Einzelne Kontakte? Michael Weiß, Rechtsrock-Experte, erwidert: „Ohne ‚Blood and Honour‘ hätte es den NSU so nicht gegeben.“ In dieses transnationale Netzwerk, das Konzerte und Aktionen verantwortet, war das Trio fest eingebunden. Nach ihrem Abtauchen konnten sie auf diese Strukturen zurückgreifen. Sie besorgten Wohnungen, Papiere, Geld, Waffen und Sprengstoff. Das zeigen Homann und Marsen auf, auch indem sie Dialoge zwischen dem am Münchener Oberlandesgericht vorsitzenden Richter Manfred Götzl und Zeugen aus der rechtsextremen Szene wiedergeben.

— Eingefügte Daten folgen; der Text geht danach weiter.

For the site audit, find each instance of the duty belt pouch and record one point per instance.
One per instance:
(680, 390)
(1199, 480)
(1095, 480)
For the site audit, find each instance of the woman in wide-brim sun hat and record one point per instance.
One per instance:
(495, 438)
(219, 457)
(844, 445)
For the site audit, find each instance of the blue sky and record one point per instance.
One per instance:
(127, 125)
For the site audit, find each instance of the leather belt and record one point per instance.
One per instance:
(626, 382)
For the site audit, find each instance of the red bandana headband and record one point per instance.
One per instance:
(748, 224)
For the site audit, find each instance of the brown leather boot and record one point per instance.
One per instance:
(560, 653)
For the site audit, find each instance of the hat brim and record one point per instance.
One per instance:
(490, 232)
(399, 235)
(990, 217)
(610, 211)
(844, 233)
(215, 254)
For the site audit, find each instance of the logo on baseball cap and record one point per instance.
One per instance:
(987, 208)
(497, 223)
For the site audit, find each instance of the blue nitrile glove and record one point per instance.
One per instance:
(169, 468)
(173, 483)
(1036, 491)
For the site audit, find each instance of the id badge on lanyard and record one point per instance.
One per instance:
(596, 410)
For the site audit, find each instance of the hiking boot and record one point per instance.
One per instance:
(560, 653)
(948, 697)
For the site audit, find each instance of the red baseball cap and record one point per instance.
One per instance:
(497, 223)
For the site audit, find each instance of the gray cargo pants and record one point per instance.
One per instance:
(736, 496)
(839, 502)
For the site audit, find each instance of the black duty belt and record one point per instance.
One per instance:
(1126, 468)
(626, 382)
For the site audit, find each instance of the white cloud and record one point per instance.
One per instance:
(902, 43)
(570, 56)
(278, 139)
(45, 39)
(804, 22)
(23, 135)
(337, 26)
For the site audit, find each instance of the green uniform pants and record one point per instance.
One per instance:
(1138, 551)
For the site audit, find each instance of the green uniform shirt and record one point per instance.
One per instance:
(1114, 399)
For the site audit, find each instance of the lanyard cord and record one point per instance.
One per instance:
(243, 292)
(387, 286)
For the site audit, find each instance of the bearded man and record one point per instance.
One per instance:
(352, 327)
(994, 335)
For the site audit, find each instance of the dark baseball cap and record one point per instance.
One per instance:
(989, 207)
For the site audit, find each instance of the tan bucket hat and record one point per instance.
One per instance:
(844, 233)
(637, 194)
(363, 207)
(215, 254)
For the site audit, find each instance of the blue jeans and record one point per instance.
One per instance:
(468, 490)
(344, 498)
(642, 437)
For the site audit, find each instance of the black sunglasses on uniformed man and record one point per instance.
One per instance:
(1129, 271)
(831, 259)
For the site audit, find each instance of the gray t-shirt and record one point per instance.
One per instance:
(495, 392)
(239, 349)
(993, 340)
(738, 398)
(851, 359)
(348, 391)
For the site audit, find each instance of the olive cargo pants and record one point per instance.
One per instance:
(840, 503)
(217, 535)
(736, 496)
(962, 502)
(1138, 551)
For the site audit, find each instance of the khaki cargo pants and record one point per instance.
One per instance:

Die Idee des Terrors war in dem transnationalen Netzwerk mehr als eine bloße Idee, sagt auch der britische Autor Nick Toczek. Die „Turner Tagebücher“ hätten in der Szene „Mein Kampf“ abgelöst. Den Roman, der eine Terroranleitung gegen Migranten ist, fanden Ermittler auf Rechnern der mitangeklagten NSU-Unterstützer André E. und Ralph Wohlleben. Die „Internationale der Nationalisten“ funktionierte auch bei der Waffenbeschaffung. „Kurze Wege, dichtes Netz“, analysieren Homann und Marsen die internationalen Verstrickungen rund um Blood and Honour.

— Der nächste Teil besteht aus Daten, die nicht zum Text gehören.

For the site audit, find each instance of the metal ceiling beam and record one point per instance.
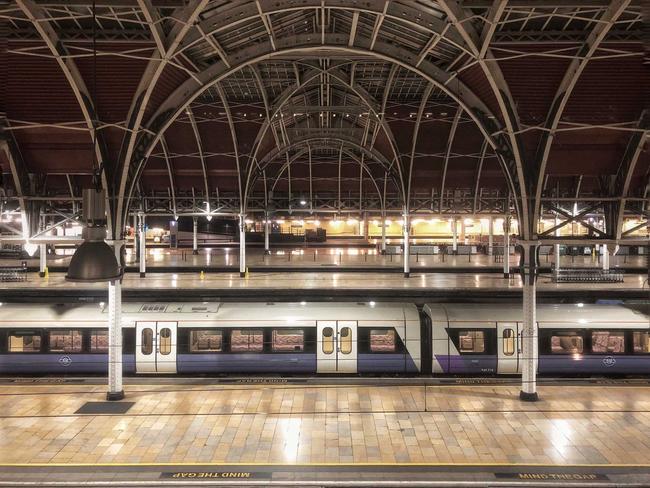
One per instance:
(167, 49)
(39, 19)
(450, 143)
(306, 45)
(199, 146)
(626, 170)
(512, 147)
(564, 91)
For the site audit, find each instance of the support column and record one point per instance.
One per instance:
(42, 251)
(407, 250)
(115, 389)
(267, 232)
(242, 245)
(605, 251)
(529, 332)
(454, 235)
(143, 246)
(195, 239)
(490, 236)
(383, 233)
(506, 247)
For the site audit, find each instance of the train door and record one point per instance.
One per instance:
(155, 350)
(337, 346)
(508, 348)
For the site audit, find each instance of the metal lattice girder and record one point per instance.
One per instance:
(568, 83)
(305, 44)
(511, 148)
(39, 19)
(167, 47)
(626, 170)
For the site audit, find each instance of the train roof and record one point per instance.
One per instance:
(563, 313)
(10, 314)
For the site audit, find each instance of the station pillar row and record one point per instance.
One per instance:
(454, 235)
(267, 232)
(195, 238)
(143, 246)
(407, 247)
(115, 388)
(242, 245)
(529, 333)
(506, 247)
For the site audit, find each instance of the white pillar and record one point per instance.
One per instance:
(242, 245)
(490, 236)
(267, 232)
(115, 389)
(454, 235)
(42, 251)
(195, 238)
(506, 247)
(143, 246)
(529, 340)
(383, 232)
(407, 253)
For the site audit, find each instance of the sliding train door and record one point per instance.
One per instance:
(508, 348)
(155, 350)
(337, 346)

Viele Stimmen gehen auch auf die Einschätzungen der Sicherheitsbehörden ein. Die Kritik: Damals wie heute würde die Bedeutung von Blood and Honour nicht wahrgenommen. Den „Zusammenhang zwischen Terrorismus und militanter Nazimusik“ hätten die Ermittler nicht erkennen wollen, sagen die Journalisten: Wäre die Analyse anders gewesen, wäre anders für die Anklage ermittelt worden. Angelika Lex, Vertreterin der Nebenklage, denkt, dann hätte „viel intensiver“ gegen „die ganzen rechtsradikalen Strukturen an den Tatorten“ ermittelt werden müssen: „Das ist auf jeden Fall nicht passiert.“

Im Feature erinnern Homann und Marsen auch an ein Dossier vom New Scotland Yard. Vier Monate nach dem Bombenanschlag in der Kölner Keupstraße, bei der 22 Menschen teilweise schwer verletzt worden waren, lagen den Kölner Ermittlern die 70 Seiten vor. Der britische Staatsschutz war wegen der Verwendung einer Nagelbombe aufmerksam geworden. Denn 1999 hatten Rechtsextreme in London Nagelbomben gegen Migranten gezündet. Der Hinweis wurde zu den Akten gelegt. „Ist das Dummheit, Zynismus, Absicht?“, fragen Homann und Marsen. Die Einzeltrio-Theorie als „ermittlungstechnische Taktik“ und „prozessökonomische Optimierung“, um irgendwie mal irgendwo anzufangen, sei verständlich: „Aber wie viel Aufklärung bleibt dabei auf der Strecke?“.